Across the Atlantic, US president Joe Biden’s climate claims are undermined by $25 billion of federal funding for airport development and a rise of over 6% in US CO2 emissions in 2021.
Three months on from Cop26, with declarations of climate emergencies now de rigueur and with Exxon and Saudi Arabia joining the “net zero” choir, emissions in 2022 are again set to rise.
As we return to a thriving business as usual, it is surely time to reflect with humility on our long-standing failure to curb global greenhouse gas emissions.
After decades of scientific warnings of climate disruption, a constant round of international negotiations and myriad forms of “climate action”, how is it that carbon emissions today are 60% higher than they were in 1990, when the first Intergovernmental Panel on Climate Change report was published?
This is the central question we address in an article for the latest Annual Review of Environment and Resources, co-written by an interdisciplinary team of twenty-three authors.
Quantifying CO2 emissions over the past three decades demonstrates not only the scale of collective failure to cut emissions, but also the rampant inequality underpinning contemporary societies. Globally, the wealthiest 10% are responsible for more than 50% of all carbon emissions, and the combined emissions from the top 1% are more than twice those of the poorest 50%.
Although such numbers reveal important insights, they risk masking how climate change is not simply a problem to be fixed, but an acute symptom of a highly unsustainable political economy. The particular development trajectory that has brought us here is upheld by different forms of power, which together are driving the relentless rise in emissions.
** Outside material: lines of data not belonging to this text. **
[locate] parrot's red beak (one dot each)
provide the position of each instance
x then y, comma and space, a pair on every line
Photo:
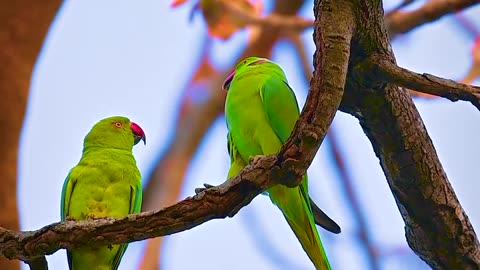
228, 81
138, 134
259, 61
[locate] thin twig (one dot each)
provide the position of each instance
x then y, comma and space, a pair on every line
388, 72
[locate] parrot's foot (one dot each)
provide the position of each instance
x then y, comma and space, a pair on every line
91, 216
206, 186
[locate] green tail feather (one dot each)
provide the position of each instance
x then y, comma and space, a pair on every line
295, 206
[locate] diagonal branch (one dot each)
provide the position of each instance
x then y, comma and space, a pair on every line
437, 228
403, 21
386, 71
283, 22
227, 199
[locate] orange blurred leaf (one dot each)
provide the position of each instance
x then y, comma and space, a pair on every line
177, 3
223, 24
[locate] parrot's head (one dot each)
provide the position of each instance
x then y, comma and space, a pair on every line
116, 132
243, 66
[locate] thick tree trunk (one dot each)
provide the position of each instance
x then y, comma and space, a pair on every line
436, 226
23, 25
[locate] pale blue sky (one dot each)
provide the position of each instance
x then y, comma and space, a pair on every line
106, 58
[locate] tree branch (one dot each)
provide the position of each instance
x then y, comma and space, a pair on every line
173, 164
227, 199
381, 69
436, 226
404, 21
274, 20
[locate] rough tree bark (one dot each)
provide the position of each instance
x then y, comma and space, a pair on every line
23, 25
437, 228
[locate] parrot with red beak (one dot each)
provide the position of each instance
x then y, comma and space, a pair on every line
105, 183
261, 111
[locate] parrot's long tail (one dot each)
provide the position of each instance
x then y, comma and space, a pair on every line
295, 205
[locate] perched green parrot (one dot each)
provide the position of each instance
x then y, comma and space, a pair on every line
105, 182
261, 111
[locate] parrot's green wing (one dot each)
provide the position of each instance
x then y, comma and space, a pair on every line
68, 187
281, 109
281, 122
67, 190
236, 161
280, 106
135, 207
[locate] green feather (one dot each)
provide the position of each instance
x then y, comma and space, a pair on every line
261, 111
106, 182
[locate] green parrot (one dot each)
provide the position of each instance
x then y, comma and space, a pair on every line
261, 110
105, 182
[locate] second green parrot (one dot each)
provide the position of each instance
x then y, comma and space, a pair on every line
105, 183
261, 110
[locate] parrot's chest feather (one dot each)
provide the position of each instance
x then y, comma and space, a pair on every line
102, 188
248, 124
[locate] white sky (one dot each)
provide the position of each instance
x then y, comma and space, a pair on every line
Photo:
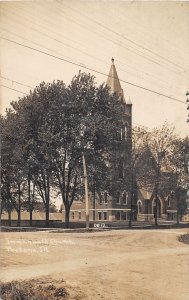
90, 33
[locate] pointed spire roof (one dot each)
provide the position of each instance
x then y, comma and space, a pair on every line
113, 81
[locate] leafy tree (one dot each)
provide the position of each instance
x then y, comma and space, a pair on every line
57, 125
158, 162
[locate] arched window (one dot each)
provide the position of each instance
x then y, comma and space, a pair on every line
118, 215
105, 197
120, 169
124, 197
169, 201
125, 129
118, 198
139, 205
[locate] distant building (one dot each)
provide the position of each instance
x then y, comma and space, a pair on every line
117, 205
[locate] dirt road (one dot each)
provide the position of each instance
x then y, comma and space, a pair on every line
128, 265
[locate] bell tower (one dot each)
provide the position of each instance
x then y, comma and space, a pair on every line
121, 167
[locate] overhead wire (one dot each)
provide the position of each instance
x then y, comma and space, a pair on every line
153, 82
113, 41
125, 38
17, 82
90, 69
7, 87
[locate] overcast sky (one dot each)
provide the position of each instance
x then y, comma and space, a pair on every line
148, 40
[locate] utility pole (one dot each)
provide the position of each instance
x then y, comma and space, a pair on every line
86, 191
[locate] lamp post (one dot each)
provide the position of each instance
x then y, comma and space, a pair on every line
187, 100
187, 200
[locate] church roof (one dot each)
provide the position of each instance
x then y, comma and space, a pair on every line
113, 81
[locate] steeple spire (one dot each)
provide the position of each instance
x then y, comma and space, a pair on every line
113, 81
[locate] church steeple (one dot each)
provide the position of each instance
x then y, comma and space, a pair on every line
113, 82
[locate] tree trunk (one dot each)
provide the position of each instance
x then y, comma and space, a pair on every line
18, 221
67, 216
47, 215
156, 211
19, 205
47, 202
94, 203
31, 217
29, 200
9, 214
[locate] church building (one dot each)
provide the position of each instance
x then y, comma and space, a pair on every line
117, 205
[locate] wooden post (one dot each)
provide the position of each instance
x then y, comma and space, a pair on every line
86, 192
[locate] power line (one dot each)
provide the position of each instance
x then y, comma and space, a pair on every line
12, 89
125, 38
90, 69
16, 82
91, 55
133, 50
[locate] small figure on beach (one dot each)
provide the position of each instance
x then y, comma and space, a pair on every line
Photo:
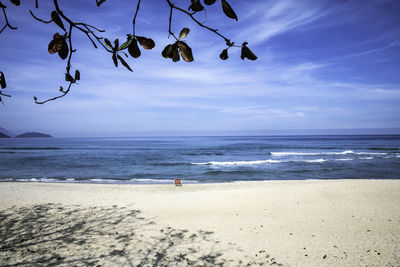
178, 182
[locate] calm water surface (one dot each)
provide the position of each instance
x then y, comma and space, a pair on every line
200, 159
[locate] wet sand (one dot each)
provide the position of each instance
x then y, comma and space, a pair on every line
288, 223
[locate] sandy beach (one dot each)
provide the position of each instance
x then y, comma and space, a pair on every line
287, 223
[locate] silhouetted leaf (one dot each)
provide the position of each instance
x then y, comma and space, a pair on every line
209, 2
226, 7
114, 56
196, 6
175, 53
108, 43
116, 44
57, 20
68, 77
77, 75
99, 2
126, 44
184, 32
2, 80
124, 62
186, 52
133, 49
167, 52
224, 54
56, 44
246, 53
16, 2
146, 43
63, 52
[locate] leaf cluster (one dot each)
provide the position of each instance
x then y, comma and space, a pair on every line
61, 43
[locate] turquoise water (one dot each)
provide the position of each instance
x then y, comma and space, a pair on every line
200, 159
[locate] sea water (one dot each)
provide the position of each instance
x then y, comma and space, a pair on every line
200, 159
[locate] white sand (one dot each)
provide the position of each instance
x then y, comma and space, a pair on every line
293, 223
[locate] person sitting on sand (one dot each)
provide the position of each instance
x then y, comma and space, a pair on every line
178, 182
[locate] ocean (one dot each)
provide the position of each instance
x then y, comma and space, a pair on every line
205, 159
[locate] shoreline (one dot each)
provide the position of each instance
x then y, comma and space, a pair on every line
169, 182
336, 222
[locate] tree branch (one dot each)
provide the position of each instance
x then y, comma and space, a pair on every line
6, 19
56, 97
170, 21
191, 15
134, 18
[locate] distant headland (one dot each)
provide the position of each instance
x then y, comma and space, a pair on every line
4, 135
32, 135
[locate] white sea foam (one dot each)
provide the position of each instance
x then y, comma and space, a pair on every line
290, 153
251, 162
347, 152
255, 162
315, 160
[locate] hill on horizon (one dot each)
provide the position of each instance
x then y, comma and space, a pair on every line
32, 134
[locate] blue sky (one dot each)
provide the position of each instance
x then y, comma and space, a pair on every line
321, 65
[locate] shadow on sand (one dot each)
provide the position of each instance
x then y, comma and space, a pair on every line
60, 235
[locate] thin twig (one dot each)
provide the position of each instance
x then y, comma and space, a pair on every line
6, 19
191, 15
170, 21
56, 97
41, 20
134, 18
A key form of power lies in the technocratic and top-down worldview that shapes debates, controls institutions and entrenches the dominant political paradigm. Largely unchallenged it defines international climate negotiations and repeatedly delays the transition away from fossil fuels.
Underpinning it are deep-seated ideologies of control, with colonial roots that continue to drive geopolitical competition for resources, often supported by military force. Epitomising this form of power is the World Economic Forum’s annual gathering in Davos (returning to a physical event in May), where “the foremost political, business, cultural and other leaders of society” meet “to shape global, regional and industry agendas”.
Research can contribute to a better world, but can also be used to protect powerful vested interests. Mainstream economics, for example, is typically used to justify a doctrine of economic growth, shifting the negative consequences onto the most vulnerable through claims of “cost optimisation” and the financialisation of nature.
Similarly, highly speculative technologies for removing carbon dioxide from the atmosphere have become ubiquitous across mitigation scenarios, further prolonging fossil fuel use.
Whilst the “expert” community may be working quite impartially, it does so within highly constrained boundaries imposed directly through funding and indirectly through prevailing hierarchies. That said, and despite its tacit allegiance to the Davos culture, this constellation of enablers holds real power to either legitimise or undermine the status quo.
With heads conveniently hidden in the sand, those of us with (or yearning for) high-carbon lifestyles are deeply reluctant and unable to imagine futures far removed from those we enjoy today.
Yet the inequity we benefit from systematically undermines climate action, decoupling the vulnerable from the powerful. It erodes social trust, and reinforces the preference of high-emitters for the status quo. Such dynamics are concomitant with the active marginalisation of any alternatives that threaten business-as-usual, especially ones that uphold the dignity of all humans, and indeed the more-than-human world.
The prevailing narrative is that we now have to urgently harness society’s economic and technological powers to gain control of the climate crisis and safely navigate the so-called Anthropocene. Central to this view is that we have no time to replace vested interests and question existing norms and power structures.
In stark contrast, our recent paper concludes that it is exactly these interests, norms and structures that continue to be a key impediment to meeting our climate commitments.
We cannot simply exchange one locked-in set of power structures for another. We need to acknowledge that fundamental change often comes from unexpected places and in emergent forms.
The growing discontent across much of the world may yet give rise to more life-affirming directions and less hierarchical expressions of power. These have the potential to free up the boundaries of analysis for the enablers which, in turn, could erode the top-down diktats from Davos and rapidly open up space for imagining and building genuinely decarbonised futures.
Isak Stoddard, is doing a PhD at the department of Earth Sciences, at Uppsala University in Sweden. Kevin Anderson is a researcher at the Tyndall Centre for Climate Change Research at the University of Manchester in the UK. They are lead authors of an article published in the Annual Review of Environment and Resources: “Three decades of climate mitigation: Why haven’t we bent the global emissions curve?“.